Giants address Pride Night backlash after players reject rainbow caps
Oracle Park's Pride Night became a trust test after Giants pitchers wrote Bible verses on rainbow caps and one player wore the regular hat instead.

Oracle Park’s Pride Night was supposed to project solidarity in one of San Francisco’s most visible civic spaces. Instead, the June 12 game against the Chicago Cubs left the Giants confronting anger from LGBTQ fans and groups after players handled the rainbow caps in ways that undercut the night’s message.
The club’s Pride programming, presented by Gilead, was built to be more than a single photo op. It included pregame festivities, in-game celebrations, appearances, a ceremonial pride-flag raising and a vow-renewal ceremony for 10 same-sex couples along the first-base line. The Giants also folded Pride Month into the ballpark schedule with events such as Pride Movie Night, turning Oracle Park and Willie Mays Plaza into a stage for the team’s public commitments.

The controversy centered on the caps. Landen Roupp, JT Brubaker and Ryan Walker wrote Bible verses on their Pride hats, while Sam Hentges chose not to wear the Pride cap at all and wore the regular Giants hat instead. Roupp’s cap reportedly carried Genesis 9:12-16. Major League Baseball later issued warnings to the players for writing on caps during a game, a violation of uniform policy. The Giants also declined to make a representative available to discuss the backlash, leaving the organization’s response to be measured against the harm many fans said they felt.

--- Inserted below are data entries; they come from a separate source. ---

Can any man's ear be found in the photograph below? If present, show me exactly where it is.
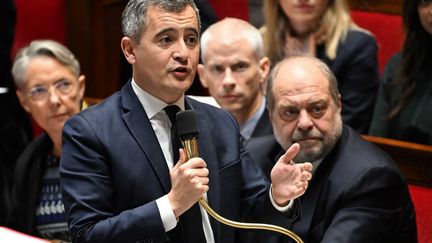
[197,64,208,89]
[16,89,30,113]
[120,36,136,64]
[78,75,85,100]
[259,57,270,95]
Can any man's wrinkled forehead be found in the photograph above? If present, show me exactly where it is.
[143,5,200,35]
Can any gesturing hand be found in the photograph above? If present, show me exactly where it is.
[168,149,209,218]
[271,143,312,206]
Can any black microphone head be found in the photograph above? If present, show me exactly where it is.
[176,110,199,141]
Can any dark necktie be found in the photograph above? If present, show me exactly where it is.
[164,105,206,243]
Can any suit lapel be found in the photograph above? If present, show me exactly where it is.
[294,140,339,241]
[120,82,171,193]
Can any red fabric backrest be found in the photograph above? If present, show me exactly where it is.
[409,185,432,243]
[351,10,403,73]
[210,0,249,21]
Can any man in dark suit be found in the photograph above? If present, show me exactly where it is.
[198,18,272,141]
[60,0,312,243]
[247,57,417,243]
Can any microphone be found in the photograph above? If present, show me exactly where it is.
[176,110,199,160]
[176,110,303,243]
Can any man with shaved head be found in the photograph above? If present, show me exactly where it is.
[198,18,272,140]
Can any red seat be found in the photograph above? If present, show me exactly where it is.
[351,10,403,73]
[409,185,432,243]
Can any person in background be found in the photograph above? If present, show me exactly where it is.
[249,57,417,243]
[60,0,312,243]
[262,0,379,133]
[369,0,432,145]
[8,40,85,241]
[198,18,272,141]
[0,0,32,225]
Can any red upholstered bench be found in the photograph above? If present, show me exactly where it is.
[409,185,432,243]
[363,135,432,243]
[351,10,403,72]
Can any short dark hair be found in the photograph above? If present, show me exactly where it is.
[267,56,339,110]
[122,0,201,43]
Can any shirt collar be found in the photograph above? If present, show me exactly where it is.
[131,79,185,119]
[240,99,265,140]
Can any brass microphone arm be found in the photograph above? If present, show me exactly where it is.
[182,138,303,243]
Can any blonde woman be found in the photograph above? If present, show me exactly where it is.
[262,0,379,133]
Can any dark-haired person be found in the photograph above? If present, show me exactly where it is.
[248,57,417,243]
[263,0,379,133]
[60,0,312,243]
[369,0,432,145]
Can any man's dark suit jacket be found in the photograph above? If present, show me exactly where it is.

That reaction landed so hard because the Giants have spent more than 30 years building a record of LGBTQIA+ and HIV/AIDS advocacy. The club says it hosted the first professional sports HIV/AIDS awareness game in 1994, a program that became the annual Until There’s A Cure game. It says it became the first professional sports team to join the It Gets Better project in 2011, signed an amicus brief supporting marriage equality in 2015 and became the first MLB team to incorporate Pride colors into its on-field uniform in 2021.
That 2021 rollout included an SF logo Pride patch, a custom cap with Pride colors and a flag raising at Oracle Park, with Tom Ammiano and Billy Bean part of the public moment. Against that backdrop, the 2026 backlash is more than a uniform dispute. It is a test of whether the Giants can keep themed nights credible for the fans, LGBTQ groups and sponsors who expect the club’s public values to match what happens on the field.